The development of large quantum computers will have dire consequences for cryptography. Most of the symmetric and asymmetric cryptographic algorithms are vulnerable to quantum algorithms. Grover's search algorithm gives a square root time boost for the searching of the key in symmetric schemes like AES and 3DES. The security of asymmetric algorithms like RSA, Diffie Hellman, and ECC is based on the mathematical hardness of prime factorization and discrete logarithm. The best classical algorithms available take exponential time. Shor's factoring algorithm can solve the problems in polynomial time. Major breakthroughs in quantum computing will render all the present-day widely used asymmetric cryptosystems insecure. This paper analyzes the vulnerability of the classical cryptosystems in the context of quantum computers discusses various post-quantum cryptosystem families, discusses the status of the NIST post-quantum cryptography standardization process, and finally provides a couple of future research directions in this field.

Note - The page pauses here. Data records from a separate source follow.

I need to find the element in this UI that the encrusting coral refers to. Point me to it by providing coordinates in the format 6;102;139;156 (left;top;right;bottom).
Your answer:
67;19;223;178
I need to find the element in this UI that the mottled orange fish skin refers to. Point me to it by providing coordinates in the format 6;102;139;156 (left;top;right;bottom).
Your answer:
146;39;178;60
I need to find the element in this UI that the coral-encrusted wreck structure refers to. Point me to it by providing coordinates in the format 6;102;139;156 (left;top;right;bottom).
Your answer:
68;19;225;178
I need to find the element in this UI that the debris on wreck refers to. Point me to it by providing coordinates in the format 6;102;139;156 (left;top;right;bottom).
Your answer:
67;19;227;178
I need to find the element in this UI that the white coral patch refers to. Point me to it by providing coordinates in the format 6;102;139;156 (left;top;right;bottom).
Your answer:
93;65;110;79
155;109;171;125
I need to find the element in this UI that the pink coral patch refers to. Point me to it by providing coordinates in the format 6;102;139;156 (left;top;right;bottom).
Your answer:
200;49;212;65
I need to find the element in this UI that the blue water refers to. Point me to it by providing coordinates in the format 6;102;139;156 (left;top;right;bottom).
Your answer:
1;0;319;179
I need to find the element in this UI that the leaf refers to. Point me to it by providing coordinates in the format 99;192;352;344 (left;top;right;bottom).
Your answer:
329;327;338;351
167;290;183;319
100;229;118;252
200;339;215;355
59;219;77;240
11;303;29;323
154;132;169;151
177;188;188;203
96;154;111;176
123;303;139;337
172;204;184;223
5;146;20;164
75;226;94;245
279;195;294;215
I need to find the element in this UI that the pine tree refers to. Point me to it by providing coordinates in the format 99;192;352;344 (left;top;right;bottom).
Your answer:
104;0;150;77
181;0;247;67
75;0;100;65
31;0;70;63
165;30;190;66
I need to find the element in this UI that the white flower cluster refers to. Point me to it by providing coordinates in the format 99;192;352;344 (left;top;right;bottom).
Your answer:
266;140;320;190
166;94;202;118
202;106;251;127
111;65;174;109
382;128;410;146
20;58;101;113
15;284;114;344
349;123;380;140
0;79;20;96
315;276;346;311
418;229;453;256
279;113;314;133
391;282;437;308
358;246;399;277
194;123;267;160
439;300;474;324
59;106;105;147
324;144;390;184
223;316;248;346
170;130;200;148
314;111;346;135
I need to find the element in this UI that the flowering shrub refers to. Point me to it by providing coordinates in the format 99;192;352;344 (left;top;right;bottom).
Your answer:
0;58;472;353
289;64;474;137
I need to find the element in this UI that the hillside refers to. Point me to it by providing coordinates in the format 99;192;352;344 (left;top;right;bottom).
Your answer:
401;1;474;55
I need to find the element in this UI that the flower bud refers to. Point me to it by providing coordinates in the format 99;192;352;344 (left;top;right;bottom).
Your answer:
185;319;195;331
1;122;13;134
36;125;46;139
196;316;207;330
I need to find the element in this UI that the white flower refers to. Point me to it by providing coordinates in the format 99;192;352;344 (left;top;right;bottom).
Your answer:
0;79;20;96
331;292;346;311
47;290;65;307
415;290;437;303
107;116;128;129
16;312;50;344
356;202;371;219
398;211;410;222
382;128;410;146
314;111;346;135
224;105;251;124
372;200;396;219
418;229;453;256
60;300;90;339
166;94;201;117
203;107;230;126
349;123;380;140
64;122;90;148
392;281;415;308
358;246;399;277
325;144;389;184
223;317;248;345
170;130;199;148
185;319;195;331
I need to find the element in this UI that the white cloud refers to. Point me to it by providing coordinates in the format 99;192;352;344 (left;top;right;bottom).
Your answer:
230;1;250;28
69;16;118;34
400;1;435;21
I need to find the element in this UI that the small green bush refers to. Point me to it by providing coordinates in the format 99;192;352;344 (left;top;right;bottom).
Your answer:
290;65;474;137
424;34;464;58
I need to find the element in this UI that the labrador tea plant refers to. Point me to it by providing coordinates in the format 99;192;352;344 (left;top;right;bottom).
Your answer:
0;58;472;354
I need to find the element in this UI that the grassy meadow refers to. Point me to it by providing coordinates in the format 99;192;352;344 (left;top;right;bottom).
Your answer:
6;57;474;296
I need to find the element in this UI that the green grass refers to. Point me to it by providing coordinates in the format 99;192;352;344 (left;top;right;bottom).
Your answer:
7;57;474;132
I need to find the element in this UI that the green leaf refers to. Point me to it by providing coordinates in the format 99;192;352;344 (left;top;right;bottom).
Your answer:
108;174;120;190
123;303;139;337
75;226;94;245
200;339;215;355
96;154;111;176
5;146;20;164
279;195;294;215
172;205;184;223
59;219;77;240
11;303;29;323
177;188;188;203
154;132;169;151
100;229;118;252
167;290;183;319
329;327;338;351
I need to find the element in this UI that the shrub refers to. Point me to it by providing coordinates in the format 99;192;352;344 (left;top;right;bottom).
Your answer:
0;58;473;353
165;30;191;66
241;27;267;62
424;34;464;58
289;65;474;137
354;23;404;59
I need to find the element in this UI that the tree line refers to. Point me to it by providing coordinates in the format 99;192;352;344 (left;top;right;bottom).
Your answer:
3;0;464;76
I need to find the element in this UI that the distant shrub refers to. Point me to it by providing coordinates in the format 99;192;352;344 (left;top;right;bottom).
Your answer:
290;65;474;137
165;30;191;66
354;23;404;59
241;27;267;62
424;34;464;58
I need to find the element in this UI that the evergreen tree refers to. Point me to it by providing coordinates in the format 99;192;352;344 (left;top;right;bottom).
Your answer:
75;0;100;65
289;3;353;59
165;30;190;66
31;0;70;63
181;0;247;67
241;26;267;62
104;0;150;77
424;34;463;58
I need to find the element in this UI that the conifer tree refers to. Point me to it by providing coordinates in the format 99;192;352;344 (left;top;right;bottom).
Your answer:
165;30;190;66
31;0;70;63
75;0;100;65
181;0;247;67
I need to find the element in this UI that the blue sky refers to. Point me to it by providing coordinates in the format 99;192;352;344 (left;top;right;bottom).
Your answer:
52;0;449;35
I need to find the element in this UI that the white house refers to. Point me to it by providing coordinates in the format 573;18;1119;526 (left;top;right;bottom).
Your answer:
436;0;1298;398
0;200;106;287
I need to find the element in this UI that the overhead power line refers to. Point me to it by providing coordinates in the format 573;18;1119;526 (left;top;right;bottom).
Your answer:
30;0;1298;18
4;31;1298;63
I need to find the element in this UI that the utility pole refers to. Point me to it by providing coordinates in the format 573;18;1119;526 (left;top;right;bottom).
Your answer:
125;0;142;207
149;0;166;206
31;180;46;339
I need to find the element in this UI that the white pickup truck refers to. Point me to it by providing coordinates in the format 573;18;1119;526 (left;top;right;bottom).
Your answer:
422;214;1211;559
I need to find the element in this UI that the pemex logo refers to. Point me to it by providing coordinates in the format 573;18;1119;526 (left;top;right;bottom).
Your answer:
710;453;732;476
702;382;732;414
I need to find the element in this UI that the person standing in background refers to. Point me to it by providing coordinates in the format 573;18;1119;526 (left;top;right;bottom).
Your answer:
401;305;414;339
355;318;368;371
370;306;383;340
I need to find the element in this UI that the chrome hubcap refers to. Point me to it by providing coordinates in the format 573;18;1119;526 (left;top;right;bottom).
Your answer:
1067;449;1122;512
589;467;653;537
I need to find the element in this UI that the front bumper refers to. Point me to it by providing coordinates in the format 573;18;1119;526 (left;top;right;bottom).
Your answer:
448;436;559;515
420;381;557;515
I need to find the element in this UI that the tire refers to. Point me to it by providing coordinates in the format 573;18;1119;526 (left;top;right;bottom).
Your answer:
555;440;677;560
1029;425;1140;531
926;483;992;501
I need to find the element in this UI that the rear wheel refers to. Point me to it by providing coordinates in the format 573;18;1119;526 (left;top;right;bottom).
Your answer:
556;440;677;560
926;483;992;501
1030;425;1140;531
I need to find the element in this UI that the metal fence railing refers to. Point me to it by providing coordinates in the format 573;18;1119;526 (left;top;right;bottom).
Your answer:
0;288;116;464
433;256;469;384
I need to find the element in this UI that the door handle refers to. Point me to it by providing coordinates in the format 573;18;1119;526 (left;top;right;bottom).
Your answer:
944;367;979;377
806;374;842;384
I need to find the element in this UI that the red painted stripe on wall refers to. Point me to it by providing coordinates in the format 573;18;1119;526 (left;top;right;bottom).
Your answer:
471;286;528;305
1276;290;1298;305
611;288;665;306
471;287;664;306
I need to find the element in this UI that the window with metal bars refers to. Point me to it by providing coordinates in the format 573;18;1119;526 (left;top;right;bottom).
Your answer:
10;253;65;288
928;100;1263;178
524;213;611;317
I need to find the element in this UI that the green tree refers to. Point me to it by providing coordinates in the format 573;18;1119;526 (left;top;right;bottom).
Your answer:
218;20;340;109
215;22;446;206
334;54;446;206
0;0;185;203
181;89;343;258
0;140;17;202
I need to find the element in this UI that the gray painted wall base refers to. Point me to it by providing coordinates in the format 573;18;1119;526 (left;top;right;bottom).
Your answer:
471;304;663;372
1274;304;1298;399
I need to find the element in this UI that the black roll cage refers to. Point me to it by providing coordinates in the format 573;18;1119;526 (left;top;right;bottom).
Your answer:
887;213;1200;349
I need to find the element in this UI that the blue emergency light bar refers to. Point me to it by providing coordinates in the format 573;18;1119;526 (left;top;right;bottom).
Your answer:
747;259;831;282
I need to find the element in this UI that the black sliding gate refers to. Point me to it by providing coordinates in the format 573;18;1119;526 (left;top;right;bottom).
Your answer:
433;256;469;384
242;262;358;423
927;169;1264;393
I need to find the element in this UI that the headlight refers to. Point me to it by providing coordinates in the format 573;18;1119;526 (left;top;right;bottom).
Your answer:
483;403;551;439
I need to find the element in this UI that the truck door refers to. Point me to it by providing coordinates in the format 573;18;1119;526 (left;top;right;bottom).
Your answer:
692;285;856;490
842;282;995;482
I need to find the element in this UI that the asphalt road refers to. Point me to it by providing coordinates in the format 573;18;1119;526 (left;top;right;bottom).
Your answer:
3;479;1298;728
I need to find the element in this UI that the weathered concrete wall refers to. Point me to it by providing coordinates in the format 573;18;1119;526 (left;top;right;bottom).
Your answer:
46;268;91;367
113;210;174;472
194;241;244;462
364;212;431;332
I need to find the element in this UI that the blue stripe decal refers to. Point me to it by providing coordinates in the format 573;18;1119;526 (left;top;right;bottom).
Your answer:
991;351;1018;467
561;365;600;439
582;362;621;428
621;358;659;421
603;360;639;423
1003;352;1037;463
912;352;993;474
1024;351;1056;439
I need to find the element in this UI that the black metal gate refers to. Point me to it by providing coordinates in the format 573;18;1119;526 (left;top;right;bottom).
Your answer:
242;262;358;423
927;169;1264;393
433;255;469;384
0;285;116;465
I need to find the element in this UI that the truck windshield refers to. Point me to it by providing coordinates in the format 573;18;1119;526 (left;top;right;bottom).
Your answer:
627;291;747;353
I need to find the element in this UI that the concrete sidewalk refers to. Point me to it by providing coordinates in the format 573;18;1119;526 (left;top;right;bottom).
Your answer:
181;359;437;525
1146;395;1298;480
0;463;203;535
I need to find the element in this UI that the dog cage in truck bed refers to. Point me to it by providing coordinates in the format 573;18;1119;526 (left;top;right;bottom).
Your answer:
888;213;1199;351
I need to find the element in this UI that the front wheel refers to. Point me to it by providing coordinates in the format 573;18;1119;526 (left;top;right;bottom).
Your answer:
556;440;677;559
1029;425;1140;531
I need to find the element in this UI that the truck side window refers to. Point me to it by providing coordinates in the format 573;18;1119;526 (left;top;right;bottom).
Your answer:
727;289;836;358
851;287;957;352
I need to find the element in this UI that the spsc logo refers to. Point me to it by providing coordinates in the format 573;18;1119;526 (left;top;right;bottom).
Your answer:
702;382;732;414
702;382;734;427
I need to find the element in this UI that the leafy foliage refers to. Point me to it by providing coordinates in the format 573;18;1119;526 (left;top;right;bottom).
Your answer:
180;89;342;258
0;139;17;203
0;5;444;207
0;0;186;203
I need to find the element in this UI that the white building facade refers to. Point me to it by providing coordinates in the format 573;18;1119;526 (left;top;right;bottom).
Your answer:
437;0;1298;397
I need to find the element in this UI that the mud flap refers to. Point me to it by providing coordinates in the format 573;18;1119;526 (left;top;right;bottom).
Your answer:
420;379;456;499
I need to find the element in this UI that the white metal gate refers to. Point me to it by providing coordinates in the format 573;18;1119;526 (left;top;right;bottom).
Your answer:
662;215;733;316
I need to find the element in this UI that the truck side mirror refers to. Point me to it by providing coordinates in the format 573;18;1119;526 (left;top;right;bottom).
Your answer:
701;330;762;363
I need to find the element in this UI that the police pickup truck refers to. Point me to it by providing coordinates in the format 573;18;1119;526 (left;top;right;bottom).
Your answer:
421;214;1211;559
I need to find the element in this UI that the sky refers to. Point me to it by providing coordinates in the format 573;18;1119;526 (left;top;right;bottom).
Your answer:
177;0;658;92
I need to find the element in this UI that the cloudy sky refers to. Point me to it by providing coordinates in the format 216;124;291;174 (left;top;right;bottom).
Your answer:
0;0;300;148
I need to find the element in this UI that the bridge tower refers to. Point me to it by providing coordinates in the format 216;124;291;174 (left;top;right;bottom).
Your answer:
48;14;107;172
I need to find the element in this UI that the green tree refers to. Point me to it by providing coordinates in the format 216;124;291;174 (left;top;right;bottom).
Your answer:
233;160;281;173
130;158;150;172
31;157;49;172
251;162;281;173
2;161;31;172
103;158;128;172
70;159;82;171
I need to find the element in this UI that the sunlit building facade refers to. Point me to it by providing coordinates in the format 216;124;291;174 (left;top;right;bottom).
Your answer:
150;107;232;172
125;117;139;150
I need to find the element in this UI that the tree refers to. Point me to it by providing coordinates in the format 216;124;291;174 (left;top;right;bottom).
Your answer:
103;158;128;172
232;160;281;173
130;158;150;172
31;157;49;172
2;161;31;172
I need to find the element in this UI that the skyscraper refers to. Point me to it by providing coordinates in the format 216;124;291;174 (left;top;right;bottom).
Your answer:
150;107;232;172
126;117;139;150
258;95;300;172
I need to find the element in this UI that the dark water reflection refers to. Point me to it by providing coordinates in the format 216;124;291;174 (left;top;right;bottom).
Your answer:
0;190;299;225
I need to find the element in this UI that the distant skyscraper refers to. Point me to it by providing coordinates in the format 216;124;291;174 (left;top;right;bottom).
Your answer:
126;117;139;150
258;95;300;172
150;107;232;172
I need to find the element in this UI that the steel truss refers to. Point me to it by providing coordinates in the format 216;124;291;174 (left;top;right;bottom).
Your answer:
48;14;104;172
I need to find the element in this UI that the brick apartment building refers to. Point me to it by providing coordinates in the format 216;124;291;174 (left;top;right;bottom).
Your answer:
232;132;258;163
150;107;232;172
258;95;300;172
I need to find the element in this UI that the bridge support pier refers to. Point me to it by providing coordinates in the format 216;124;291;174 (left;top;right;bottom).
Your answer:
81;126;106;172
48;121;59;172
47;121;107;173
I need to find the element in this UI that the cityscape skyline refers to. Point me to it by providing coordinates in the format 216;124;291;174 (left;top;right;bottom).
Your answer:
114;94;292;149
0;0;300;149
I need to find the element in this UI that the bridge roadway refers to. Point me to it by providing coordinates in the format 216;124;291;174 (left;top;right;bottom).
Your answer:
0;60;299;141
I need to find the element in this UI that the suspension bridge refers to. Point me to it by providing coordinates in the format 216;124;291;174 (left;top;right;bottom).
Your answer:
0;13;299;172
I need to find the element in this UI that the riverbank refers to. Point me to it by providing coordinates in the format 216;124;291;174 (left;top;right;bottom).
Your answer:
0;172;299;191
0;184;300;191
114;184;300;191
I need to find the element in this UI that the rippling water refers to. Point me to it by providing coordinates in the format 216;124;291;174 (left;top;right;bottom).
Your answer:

翻译：大型量子计算机的开发将给加密系统带来严重后果。 大部分对称和不对称加密算法都容易受量子算法的影响。 Grover的搜索算法为在AES和3DES等对称方案中搜索关键数据提供了平方根时间的加速度。 诸如RSA、 Diffie Hellman和ECC等不对称算法的安全性基于质因子化和离散对数法的数学硬度。 最佳古典算法需要指数化的时间。 Shor的推算算算法可以解决多种时间的问题。 量子计算的重大突破将使当前所有广泛使用的不对称加密系统变得不安全。 本文分析了量子计算机背景下古典加密系统的脆弱性, 讨论各种Quntum后加密系统家庭, 讨论NIST后Qunetum加密系统标准化进程的状况, 并最终提供了该领域的几项未来研究方向。